See Fees & Insurance (private pay / out-of-network; superbills provided for possible out-of-network reimbursement).
Medically reviewed by Dr. Ronald Lee, MD — board-certified psychiatrist, Harvard-trained in residency. Last reviewed: July 5, 2026.
If you are in crisis or thinking about harming yourself, call or text 988, or call 911. See our Massachusetts mental health crisis resources.
Frequently asked questions
Can a psychiatrist manage bipolar medication over telehealth in Massachusetts?
Yes. Adults located in Massachusetts can complete a psychiatric evaluation and receive medication management for bipolar disorder by secure video, with regular follow-up to track mood and adjust treatment. You must be physically located in Massachusetts at the time of each visit.
What is the best medication for bipolar disorder?
There is no single “best” medication for everyone. Mood stabilizers such as lithium, valproate, and lamotrigine, and certain atypical antipsychotics, are the mainstays; the right choice depends on your specific diagnosis, phase of illness, and history, and is decided together at evaluation.
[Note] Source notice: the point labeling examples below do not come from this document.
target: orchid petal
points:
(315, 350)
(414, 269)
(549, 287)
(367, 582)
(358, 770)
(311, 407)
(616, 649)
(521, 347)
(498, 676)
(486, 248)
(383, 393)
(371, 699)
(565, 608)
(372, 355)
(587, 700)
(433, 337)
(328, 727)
No specific outcome is guaranteed.
Why is getting the diagnosis right so important in bipolar disorder?
Because bipolar depression is treated differently from ordinary depression. Bipolar disorder is often mistaken for major depression, and treating it as ordinary depression — for example, with an antidepressant alone — can sometimes be counterproductive. A careful history of past mood episodes helps distinguish bipolar disorder from unipolar depression and shapes the medication plan.
Do bipolar medications require lab monitoring?
Some do. Lithium in particular calls for periodic blood tests, and certain other medications warrant monitoring as well. Any lab work is done locally and reviewed with your psychiatrist at follow-up. Ongoing monitoring is a normal, planned part of bipolar medication management.
Do I need therapy too, or is medication enough?
Therapy and structured education about the illness pair well with medication and are a valuable part of bipolar care. LVBH provides medication management and refers out for therapy, coordinating your care. Whether you need one or both is discussed at your evaluation.
How much does bipolar treatment cost?
$400 for the initial evaluation and $250 per follow-up. LVBH is private pay / out-of-network and provides superbills for possible out-of-network reimbursement. PPO and POS plans commonly reimburse part of out-of-network care after your out-of-network deductible; EPO and HMO plans usually do not cover out-of-network — verify with your plan. Reimbursement varies and is not guaranteed. There is one free 15-minute consult to confirm fit before you book.